Москва была избалована виртуозами. Поклонение Бетховену быстро распространялось среди молодежи, посещавшей дом Волконской. Каждый знал сонату, которую играл Глинка. Фортепианист не гнался за блестящими эффектами. Его мягкая и сдержанная манера исполнения отнюдь не препятствовала раскрытию взволнованной мысли Бетховена.
– Благодарю вас, – откликнулась Волконская, едва Глинка кончил. – Я никогда не слыхала Бетховена в таком понимании, но сердцем чувствую, что вам дано вдохновенное прозрение.
– Когда говорят о всечеловечности Бетховена, – отвечал Глинка под общий говор, – я думаю о том, что он прежде всего был великим немцем. Вне родной стихии не может творить талант. Именно потому великое в Бетховене стало достоянием не только немцев, но и всего человечества… Уважение к искусству других наций есть правило для народа, обладающего собственными талантами.
– А ваши композиции, господин Глинка? – Волконская обратилась к гостям, окружившим рояль. – Не правда ли, господа, мы все с нетерпением ожидаем?
– Я редко исполняю свои сочинения, – объяснил Глинка, – но, уверяю вас, вовсе не потому, что отличаюсь робостью.
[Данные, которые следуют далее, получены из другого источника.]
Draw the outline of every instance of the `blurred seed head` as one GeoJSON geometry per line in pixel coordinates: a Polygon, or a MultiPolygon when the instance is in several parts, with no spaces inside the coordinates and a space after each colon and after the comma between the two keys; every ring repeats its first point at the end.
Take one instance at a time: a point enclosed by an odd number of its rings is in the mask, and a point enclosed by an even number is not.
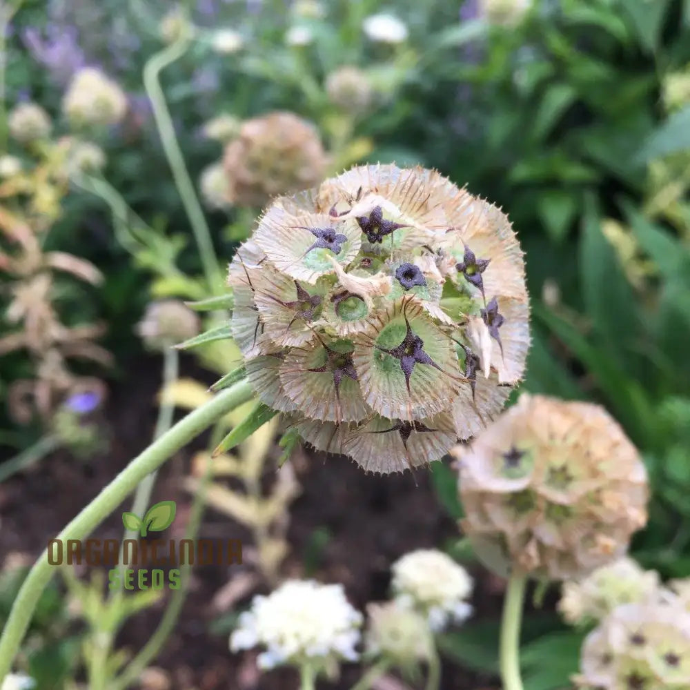
{"type": "Polygon", "coordinates": [[[48,139],[52,123],[48,114],[35,103],[20,103],[8,115],[10,135],[20,144],[48,139]]]}
{"type": "Polygon", "coordinates": [[[480,14],[492,24],[515,26],[531,8],[533,0],[480,0],[480,14]]]}
{"type": "Polygon", "coordinates": [[[653,600],[659,586],[658,573],[624,556],[564,582],[558,610],[571,624],[600,622],[618,606],[653,600]]]}
{"type": "Polygon", "coordinates": [[[323,177],[328,159],[316,128],[277,112],[242,123],[226,148],[229,200],[261,206],[270,197],[304,189],[323,177]]]}
{"type": "Polygon", "coordinates": [[[690,613],[673,596],[615,609],[585,638],[579,688],[690,687],[690,613]]]}
{"type": "Polygon", "coordinates": [[[0,156],[0,179],[14,177],[21,172],[21,161],[17,156],[0,156]]]}
{"type": "Polygon", "coordinates": [[[326,91],[333,105],[359,115],[371,105],[373,90],[366,74],[357,67],[341,67],[326,79],[326,91]]]}
{"type": "Polygon", "coordinates": [[[127,97],[100,70],[87,67],[72,78],[62,108],[75,127],[114,125],[124,117],[127,97]]]}
{"type": "Polygon", "coordinates": [[[415,667],[433,656],[433,635],[428,623],[417,611],[397,602],[369,604],[366,649],[373,656],[388,659],[396,667],[415,667]]]}
{"type": "Polygon", "coordinates": [[[199,179],[199,188],[208,208],[228,207],[228,178],[222,163],[214,163],[204,168],[199,179]]]}
{"type": "Polygon", "coordinates": [[[622,555],[647,522],[644,466],[598,405],[523,394],[451,454],[462,528],[502,574],[582,576],[622,555]]]}
{"type": "Polygon", "coordinates": [[[393,565],[395,600],[415,611],[438,632],[451,621],[462,622],[472,613],[466,600],[474,583],[462,566],[436,549],[406,553],[393,565]]]}
{"type": "Polygon", "coordinates": [[[314,32],[308,26],[298,24],[296,26],[291,26],[285,32],[285,43],[295,48],[308,46],[313,41],[314,32]]]}
{"type": "Polygon", "coordinates": [[[194,25],[189,21],[186,12],[175,8],[161,20],[159,30],[164,43],[173,43],[190,37],[194,33],[194,25]]]}
{"type": "Polygon", "coordinates": [[[400,43],[407,40],[405,23],[393,14],[371,14],[362,23],[367,37],[377,43],[400,43]]]}
{"type": "Polygon", "coordinates": [[[259,667],[309,664],[319,671],[356,661],[362,616],[345,597],[342,584],[288,580],[268,596],[257,596],[230,640],[233,651],[266,647],[259,667]]]}
{"type": "Polygon", "coordinates": [[[241,50],[244,47],[244,39],[238,31],[221,29],[213,34],[211,45],[216,52],[221,55],[230,55],[241,50]]]}
{"type": "MultiPolygon", "coordinates": [[[[226,169],[237,176],[236,145],[226,169]]],[[[529,305],[510,222],[433,170],[356,167],[275,199],[228,284],[262,402],[367,471],[438,460],[500,411],[524,369],[529,305]]]]}
{"type": "Polygon", "coordinates": [[[137,335],[144,346],[163,352],[199,334],[199,317],[177,299],[152,302],[137,325],[137,335]]]}
{"type": "Polygon", "coordinates": [[[207,139],[229,144],[239,134],[241,126],[242,123],[238,118],[223,113],[205,123],[202,132],[207,139]]]}

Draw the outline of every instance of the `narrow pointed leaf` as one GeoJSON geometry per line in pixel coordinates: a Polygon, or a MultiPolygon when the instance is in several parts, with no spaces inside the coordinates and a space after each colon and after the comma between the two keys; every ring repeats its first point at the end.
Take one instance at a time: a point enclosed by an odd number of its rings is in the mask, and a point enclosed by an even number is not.
{"type": "Polygon", "coordinates": [[[244,379],[246,373],[247,371],[244,366],[238,366],[236,369],[226,374],[221,379],[219,379],[208,390],[213,393],[217,393],[219,391],[222,391],[223,388],[230,388],[230,386],[233,386],[238,381],[244,379]]]}
{"type": "Polygon", "coordinates": [[[199,334],[188,340],[185,340],[184,343],[176,345],[178,350],[188,350],[193,347],[198,347],[199,345],[205,345],[206,343],[213,342],[215,340],[225,340],[233,337],[232,331],[229,324],[223,326],[217,326],[215,328],[199,334]]]}
{"type": "Polygon", "coordinates": [[[215,457],[221,453],[226,453],[241,444],[257,428],[270,422],[277,413],[277,411],[271,409],[264,403],[257,403],[254,409],[218,444],[218,446],[213,451],[213,457],[215,457]]]}
{"type": "Polygon", "coordinates": [[[219,295],[208,299],[200,299],[198,302],[185,302],[185,304],[195,311],[214,311],[217,309],[232,309],[235,304],[235,296],[232,293],[227,295],[219,295]]]}

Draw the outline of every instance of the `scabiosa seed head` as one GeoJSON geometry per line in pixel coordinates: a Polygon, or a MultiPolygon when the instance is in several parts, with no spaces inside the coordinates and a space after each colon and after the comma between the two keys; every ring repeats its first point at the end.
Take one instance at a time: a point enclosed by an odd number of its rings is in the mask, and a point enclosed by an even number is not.
{"type": "Polygon", "coordinates": [[[241,122],[234,115],[222,113],[205,123],[201,131],[206,139],[229,144],[239,134],[241,127],[241,122]]]}
{"type": "Polygon", "coordinates": [[[100,70],[87,67],[72,78],[62,108],[77,127],[114,125],[127,110],[127,97],[115,81],[100,70]]]}
{"type": "Polygon", "coordinates": [[[366,74],[359,68],[351,66],[339,68],[328,75],[326,92],[333,105],[353,115],[364,112],[373,97],[366,74]]]}
{"type": "Polygon", "coordinates": [[[214,163],[201,170],[199,189],[207,208],[225,208],[228,202],[228,178],[222,163],[214,163]]]}
{"type": "Polygon", "coordinates": [[[8,115],[10,135],[20,144],[48,139],[52,124],[48,114],[35,103],[21,103],[8,115]]]}
{"type": "Polygon", "coordinates": [[[14,177],[21,172],[21,161],[16,156],[0,156],[0,179],[14,177]]]}
{"type": "Polygon", "coordinates": [[[246,120],[225,151],[230,200],[263,206],[276,195],[315,184],[327,162],[316,128],[294,113],[246,120]]]}
{"type": "Polygon", "coordinates": [[[472,613],[466,600],[473,582],[462,566],[435,549],[406,553],[393,565],[393,591],[404,609],[422,614],[434,631],[472,613]]]}
{"type": "Polygon", "coordinates": [[[332,672],[341,661],[357,660],[362,622],[342,584],[288,580],[268,596],[254,598],[239,617],[230,647],[266,647],[257,660],[264,669],[309,664],[332,672]]]}
{"type": "Polygon", "coordinates": [[[599,622],[618,606],[651,600],[659,586],[658,573],[625,556],[564,582],[558,610],[571,624],[599,622]]]}
{"type": "Polygon", "coordinates": [[[626,604],[584,640],[580,688],[603,690],[688,690],[690,613],[672,595],[626,604]]]}
{"type": "Polygon", "coordinates": [[[198,335],[199,317],[177,299],[152,302],[137,326],[146,347],[162,352],[198,335]]]}
{"type": "Polygon", "coordinates": [[[529,308],[510,223],[432,170],[357,167],[277,199],[228,282],[262,401],[369,471],[438,460],[522,375],[529,308]],[[466,248],[486,262],[481,284],[456,268],[466,248]]]}
{"type": "Polygon", "coordinates": [[[647,521],[644,466],[599,406],[523,395],[451,454],[463,529],[504,573],[580,577],[621,556],[647,521]]]}
{"type": "Polygon", "coordinates": [[[428,661],[433,656],[433,635],[424,616],[396,601],[369,604],[365,649],[403,669],[428,661]]]}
Музыка моя не соответствует, пожалуй, требованиям воспитанного вкуса.
– Вы хотите сказать: ложно воспитанного вкуса? – перебила Волконская.
– О! Я никогда не взял бы на себя смелость быть незваным судьей… Впрочем, я еще менее хочу уклониться от вашего взыскательного суда…
Глинку не отпустили с эстрады до тех пор, пока он не спел все свои романсы.
…В салоне, посвященном изящным искусствам, как всегда, обсуждали журнальные новости и театральные спектакли. Много говорили и о молодом петербургском артисте. Исполненные им романсы сравнивали с пьесами баловня Москвы – композитора Верстовского.
Вокруг этой темы и сосредоточились в конце концов все разговоры. Но это не значит, конечно, что Москва изменила своему любимцу. В музыке Верстовского находили больше романтических страстей. Чего стоит его «Черная шаль» и «Песня Земфиры»! С другой стороны, отдавали дань и господину Глинке: приятные его романсы были мило спеты.
– Только и всего?! – возмущался Мельгунов.
Но так и осталось неясным, чего он ждал.